Decision Management Loops Back to Decision Support Systems

on September 26, 2012
SMARTS™ Data-Powered Decision Management Platform

James explained the difference between Decision Management and Decision Support Systems in a recent post. Although it was a solid picture of manual versus automated decisions, I think it is missing half the story… Let me elaborate.

Current state

In summary, James makes the point that repeatable decisions, that cannot afford human intervention, should be handled by a Decision Management System. There is no argument there. It was the very reason that those systems were created in the first place.

The issue I see in such an abrupt dichotomy between automated and human decisions is that, as long as we keep doing it this way, the 2 systems will not leverage each other. At best, automated decision services document the identified red flags or opportunities identified by the business rules before deciding to refer the decision to an expert. From that point on, the manual decision ignores the body of knowledge accumulated in the form of decision logic, and turns to other sources like wikis or simply expertise. There is hardly any investment happening today in looping back these manual decisions into the repository of decision logic.

Why they should eventually merge

If, alternatively, we considered the world of decisions as a single “decision support system” in the literal sense, we would be able to better connect the dots.

  1. From Automated to Manual: If the case worker could see more than stored rule execution results, and explore the business rules that triggered those flags “How high risk this high-risk applicant?”. Rules execute or they don’t. Seeing that the application was borderline may influence further the case worker, and help him or her make the best decision. Furthermore, in isolation, a manual decision for one customer or one transaction can seem harmless, but assessing how it would impact the business if operationalized can yet again help guide the manual decision. Business Intelligence tools provide some of this insight of course, when they are well-integrated. The only provide exploration tools on the distribution of your portfolio though. It would be much harder to assess how many dollars would be involved if you granted a discount to all applicants with such and such characteristics. This is where Decision Management shines, allowing the operator to actually run decision logic and simulate the results, including any post-processing calculations or predictions. In the hands of this expert making manual decisions, it would him/her further.
  2. From Manual to Automated: Once the decision has been made, the case worker moves on to the next decision, the next case.

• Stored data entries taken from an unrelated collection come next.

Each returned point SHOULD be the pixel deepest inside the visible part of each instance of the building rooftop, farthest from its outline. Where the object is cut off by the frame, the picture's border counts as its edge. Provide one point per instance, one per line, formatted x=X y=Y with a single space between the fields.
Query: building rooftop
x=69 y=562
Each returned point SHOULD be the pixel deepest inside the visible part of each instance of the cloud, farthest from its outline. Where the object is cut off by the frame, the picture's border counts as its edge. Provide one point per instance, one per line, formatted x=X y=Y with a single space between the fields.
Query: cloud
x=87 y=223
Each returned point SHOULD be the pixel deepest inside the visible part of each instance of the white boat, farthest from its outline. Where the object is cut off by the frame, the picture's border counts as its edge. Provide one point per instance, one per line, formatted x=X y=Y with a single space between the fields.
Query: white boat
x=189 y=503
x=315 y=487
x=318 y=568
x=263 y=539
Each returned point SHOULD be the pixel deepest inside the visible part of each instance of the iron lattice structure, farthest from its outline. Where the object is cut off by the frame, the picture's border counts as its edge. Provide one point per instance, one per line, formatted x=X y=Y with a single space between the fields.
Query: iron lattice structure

So what happens to the intellectual effort that was put together for this manual decision? Gone… To be fair, it will linger for a little while in the head of that case worker for a while. Unless that person is extremely diligent and documents every case carefully and then shares them with colleagues, it is unlikely that this knowledge will be propagate beyond that one person. Manual decisions are delicate decisions, often applied to the high-risk / high-value cases. That decisioning logic, although it may only be applicable to one exception, should be captured though in ‘decision logic’ format (complete or incomplete) such that It can become a candidate for automation down the road. Peers would be able to benefit from the insight that “according to how we have been processing similar applications recently, the informal decision logic recommends to approve/decline”. Management would be able to review how each case worker or how the group has been manually making decisions to operationalize those that seem the most repeatable and the most effective (meaning more revenue, less risk, better customer satisfaction, less complaints or any other set of metrics that are important to your business).

The main point I want to make it that decisions span manual and automated processing, but it is not an either-or situation, there are shades of grey, and an integrated approach to both can deliver huge benefits.

That reminds me of the discussion on Business Rules versus Business Intelligence, the rear view mirror story. The key benefit is in combining both for better decisions. Having a dashboard readily available when you are eliciting business rules gives you a tremendous advantage, compared to most organizations that can produce the equivalent report in a matter of weeks. The more insight, the more effective.